Mayor of Corrientes
- In office 10 December 2013 – 10 December 2017
- Preceded by: Carlos Espínola
- Succeeded by: Eduardo Tassano

National Deputy
- In office 10 December 2011 – 10 December 2013
- Constituency: Corrientes

National Senator
- In office 10 December 2003 – 10 December 2009
- Constituency: Corrientes

Personal details
- Born: 8 February 1964 Corrientes, Argentina
- Died: 3 October 2022 (aged 58)
- Party: Justicialist Party
- Profession: Electrical engineer

= Fabián Ríos (politician) =

Argentine politician (1964–2022)

Roberto Fabián Ríos (8 February 1964 – 3 October 2022) was an Argentine politician. He was intendente (mayor) of Corrientes from 2013 to 2017. Prior to that, he was a National Deputy and a National Senator for Corrientes Province. He also served as an official of the state-owned bank Banco de la Nación Argentina. Ríos, an electrical engineer by profession, was a member of the Justicialist Party.

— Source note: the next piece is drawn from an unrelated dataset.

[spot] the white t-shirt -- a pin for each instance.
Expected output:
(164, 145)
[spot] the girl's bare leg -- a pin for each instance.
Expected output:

Ríos qualified as an electrical engineer at the Universidad Nacional del Nordeste (UNNE). He was active in the Peronist Youth and was President of his faculty's student union. Between 1987 and 1993 he worked in the provincial energy department. In 1995 he became an assistant to the Justicialist deputies in the Argentine Congress, becoming a government advisor in 1998. In 1999 he returned to Congress as an assistant to the Justicialist senators.

In 1999, Ríos was elected to the Corrientes provincial legislature and re-elected in 2001. In 2003 he was elected a national Senator. He joined the Front for Victory parliamentary group, supporting the national government of President Néstor Kirchner. In 2008 he took over the chairmanship of the Budget and Treasury Committee after the resignation of Sen. Roberto Urquía to this post. In 2009 he unsuccessfully ran for the Corrientes governorship, finishing in third place. His term as Senator expired on 10 December 2009 and he was appointed a director of the state-owned bank Banco de la Nación Argentina afterwards. In 2011 he was elected National Deputy for Corrientes Province.